As my barely conscious body drifted alongside the rubble, my yearly streak of luck happened at the worst time, forcing me to collide with a passing stop sign and get pierced in my stomach, leaving me to bleed out under the barrage of broken stone and raging water...
"Hey."
The voice made my eyes snap open, forcing me to gag and cough up whatever was left in my already empty stomach.
My hands, which were almost torn off, were now somehow supporting my body and functioning just as well as before they started to look like two used rags.
"Don't ignore me like that again. I get the trauma thing, but to doze off in the middle of the conversation is a bit much, don't you think?"
I shook my head, to which the fog with amusement lifted my spasming body in the air, straightening my limbs as if I was nothing but a mere doll in his blank, glinting eyes.
There was no pain, but the knowledge of being at someone's mercy made my stomach churn.
"So? Have you come to terms with it?"
I raised my brow, to which he raised his own brow that shaped itself out of fog.
It looked stupid to see a single brow floating above his eyes.
"The contract."
As his words shook the world around us, a long scroll sprang out from within his body, almost like it had waited there ever since he woke me up a few days ago.
Without touching it, the document opened itself, revealing lines upon lines of endless text that kept on coming no matter how much time had passed.
'My head hurts.'
"Mine as well!"
He said with amusement before handing me something akin to a pen but not quite.

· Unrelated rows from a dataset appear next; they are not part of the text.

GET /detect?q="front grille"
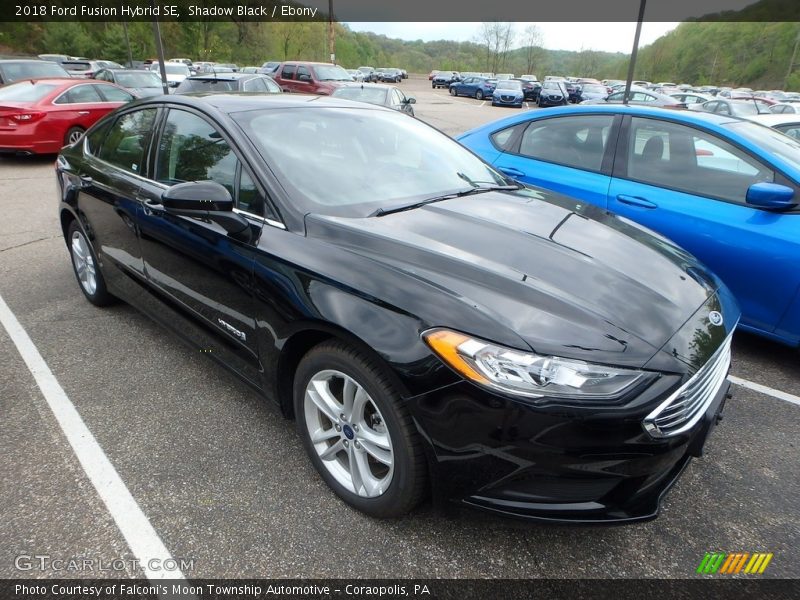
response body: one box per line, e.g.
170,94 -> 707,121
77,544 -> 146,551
642,336 -> 732,438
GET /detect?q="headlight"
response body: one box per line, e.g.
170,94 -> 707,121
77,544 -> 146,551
422,329 -> 650,400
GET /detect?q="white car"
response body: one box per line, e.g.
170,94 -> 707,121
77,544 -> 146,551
150,62 -> 191,87
750,114 -> 800,140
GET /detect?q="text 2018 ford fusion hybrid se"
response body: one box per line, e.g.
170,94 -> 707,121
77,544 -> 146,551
56,94 -> 739,522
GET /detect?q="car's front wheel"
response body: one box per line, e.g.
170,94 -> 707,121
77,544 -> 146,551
294,342 -> 426,517
67,221 -> 114,306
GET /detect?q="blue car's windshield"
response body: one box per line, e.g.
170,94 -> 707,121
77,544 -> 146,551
725,121 -> 800,172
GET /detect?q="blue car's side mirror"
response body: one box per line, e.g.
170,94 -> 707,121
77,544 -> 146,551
747,181 -> 797,209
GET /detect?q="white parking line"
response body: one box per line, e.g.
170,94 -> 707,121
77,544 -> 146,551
728,375 -> 800,406
0,296 -> 184,580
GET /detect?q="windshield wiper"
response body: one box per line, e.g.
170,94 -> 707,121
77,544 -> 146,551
367,185 -> 520,217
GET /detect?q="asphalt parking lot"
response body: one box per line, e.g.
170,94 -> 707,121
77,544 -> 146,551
0,79 -> 800,578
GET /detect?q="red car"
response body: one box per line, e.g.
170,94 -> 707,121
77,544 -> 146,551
0,79 -> 133,154
272,61 -> 353,96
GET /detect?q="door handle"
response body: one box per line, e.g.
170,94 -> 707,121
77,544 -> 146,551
617,194 -> 658,208
497,166 -> 525,177
136,198 -> 166,215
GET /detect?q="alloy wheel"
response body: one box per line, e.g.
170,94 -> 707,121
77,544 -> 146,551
303,369 -> 394,498
71,231 -> 97,296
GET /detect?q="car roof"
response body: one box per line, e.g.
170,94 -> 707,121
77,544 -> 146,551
750,113 -> 800,127
186,74 -> 260,81
457,104 -> 748,139
130,92 -> 395,114
337,81 -> 397,90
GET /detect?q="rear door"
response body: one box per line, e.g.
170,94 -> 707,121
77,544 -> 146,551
608,117 -> 800,332
134,107 -> 265,385
493,114 -> 619,208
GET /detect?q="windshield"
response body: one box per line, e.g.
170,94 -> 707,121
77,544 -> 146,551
583,83 -> 608,94
0,60 -> 69,81
114,71 -> 161,88
231,108 -> 507,217
730,102 -> 770,117
314,65 -> 353,81
723,121 -> 800,169
331,87 -> 386,105
497,79 -> 522,90
155,63 -> 189,77
0,81 -> 58,102
176,78 -> 234,93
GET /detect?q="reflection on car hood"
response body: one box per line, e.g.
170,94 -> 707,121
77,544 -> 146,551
307,190 -> 719,366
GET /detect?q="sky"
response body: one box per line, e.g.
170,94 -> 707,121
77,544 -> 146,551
347,22 -> 678,54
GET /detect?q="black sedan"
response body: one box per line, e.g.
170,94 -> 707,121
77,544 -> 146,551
331,83 -> 417,117
56,94 -> 739,522
175,72 -> 281,94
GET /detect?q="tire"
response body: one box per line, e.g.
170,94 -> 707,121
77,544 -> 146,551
67,221 -> 116,306
294,341 -> 427,518
64,126 -> 86,146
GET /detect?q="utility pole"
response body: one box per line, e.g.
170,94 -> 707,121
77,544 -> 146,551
328,0 -> 336,64
622,0 -> 645,104
783,29 -> 800,90
150,0 -> 169,94
122,21 -> 133,69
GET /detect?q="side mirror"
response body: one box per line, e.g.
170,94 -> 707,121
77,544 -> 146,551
161,181 -> 253,243
746,182 -> 797,210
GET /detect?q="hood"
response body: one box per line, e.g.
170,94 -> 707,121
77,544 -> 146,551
306,189 -> 719,366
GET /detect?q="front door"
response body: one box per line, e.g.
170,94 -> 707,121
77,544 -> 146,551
139,108 -> 263,385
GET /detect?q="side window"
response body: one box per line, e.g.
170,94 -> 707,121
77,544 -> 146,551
94,85 -> 133,102
55,84 -> 103,104
155,109 -> 238,198
244,77 -> 267,92
628,117 -> 775,204
281,65 -> 294,79
236,167 -> 274,218
85,119 -> 114,156
519,115 -> 614,171
97,108 -> 156,175
297,65 -> 311,80
392,90 -> 403,108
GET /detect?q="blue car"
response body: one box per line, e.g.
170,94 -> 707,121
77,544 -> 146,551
492,79 -> 525,108
450,77 -> 497,100
459,106 -> 800,347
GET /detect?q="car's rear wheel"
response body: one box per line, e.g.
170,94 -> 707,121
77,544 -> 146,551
64,127 -> 86,145
294,342 -> 426,517
67,221 -> 115,306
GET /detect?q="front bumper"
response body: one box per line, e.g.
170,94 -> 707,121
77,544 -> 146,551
412,377 -> 730,524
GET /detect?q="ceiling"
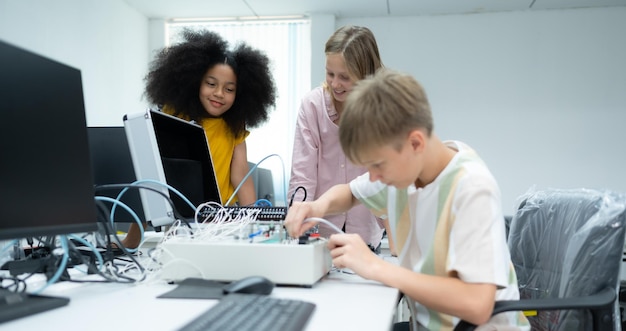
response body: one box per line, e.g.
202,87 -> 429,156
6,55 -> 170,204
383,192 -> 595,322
125,0 -> 626,19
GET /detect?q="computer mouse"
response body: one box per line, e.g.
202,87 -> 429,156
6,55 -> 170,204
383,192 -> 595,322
224,276 -> 274,294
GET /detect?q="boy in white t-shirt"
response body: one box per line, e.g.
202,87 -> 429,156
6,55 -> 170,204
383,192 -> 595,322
285,69 -> 530,330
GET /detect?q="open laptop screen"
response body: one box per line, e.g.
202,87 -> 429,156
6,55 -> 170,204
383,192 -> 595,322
124,110 -> 222,225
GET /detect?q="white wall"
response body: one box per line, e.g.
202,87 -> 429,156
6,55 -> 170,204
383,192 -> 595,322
336,7 -> 626,214
0,0 -> 626,213
0,0 -> 149,126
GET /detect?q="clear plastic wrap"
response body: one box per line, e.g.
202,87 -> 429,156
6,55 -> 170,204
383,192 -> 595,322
508,189 -> 626,331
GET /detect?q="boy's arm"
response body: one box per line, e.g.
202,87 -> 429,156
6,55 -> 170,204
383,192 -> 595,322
328,234 -> 496,325
284,184 -> 358,238
230,141 -> 256,206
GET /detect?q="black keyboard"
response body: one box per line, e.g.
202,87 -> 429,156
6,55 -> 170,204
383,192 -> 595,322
180,293 -> 315,331
0,289 -> 70,323
198,205 -> 287,221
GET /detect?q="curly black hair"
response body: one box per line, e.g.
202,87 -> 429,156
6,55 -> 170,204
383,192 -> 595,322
145,30 -> 276,136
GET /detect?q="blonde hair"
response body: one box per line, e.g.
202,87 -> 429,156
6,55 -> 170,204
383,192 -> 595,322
324,25 -> 383,81
339,69 -> 433,164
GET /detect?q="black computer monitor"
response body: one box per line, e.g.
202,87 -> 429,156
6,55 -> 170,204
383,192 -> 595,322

"You don't have to read all of this, I can summarize a couple of main rules that you have to follow, and you can have the life you desired before your oh so gruesome death~."
...I nodded weakly.
"Great. Well then, let's start with the main one."
His hands took the scroll over to his eyes, scimming through the seemingly endless paper as if it were a short book.
"First rule." The earth shook around us as his voice took on a low pitch.
"You must never disobey this contract; if you do so, you will be terminated."
My head hurt too much to understand the first rule.
How could you die after already dying? I took it as being banished from heaven or any kind of afterlife that exists in this strange place.
"Second!" The dots inside his head ignited, reminding me of two tiny flames.
"No matter what happens! Prioritise your assignments over anything else! However, this rule can be overruled under certain conditions!"
Every sentence he spoke to my ear was like none other.
Like the person he was before was different from what he has become now.
Until now, I didn't have much of a job, nor any opportunity to sign something like a contract, thanks to my young age.
"And the third rule! The one you have to follow until your new life is over!"
I swallowed my saliva, preparing for the worst.
Because even if his words were true, there was no quarantee id be able to do something for him.
"The moment your soul will be handed over to me! You have the right to live your life to the fullest!"
...
"Huh?"
And that's how... I became a Rift Delver.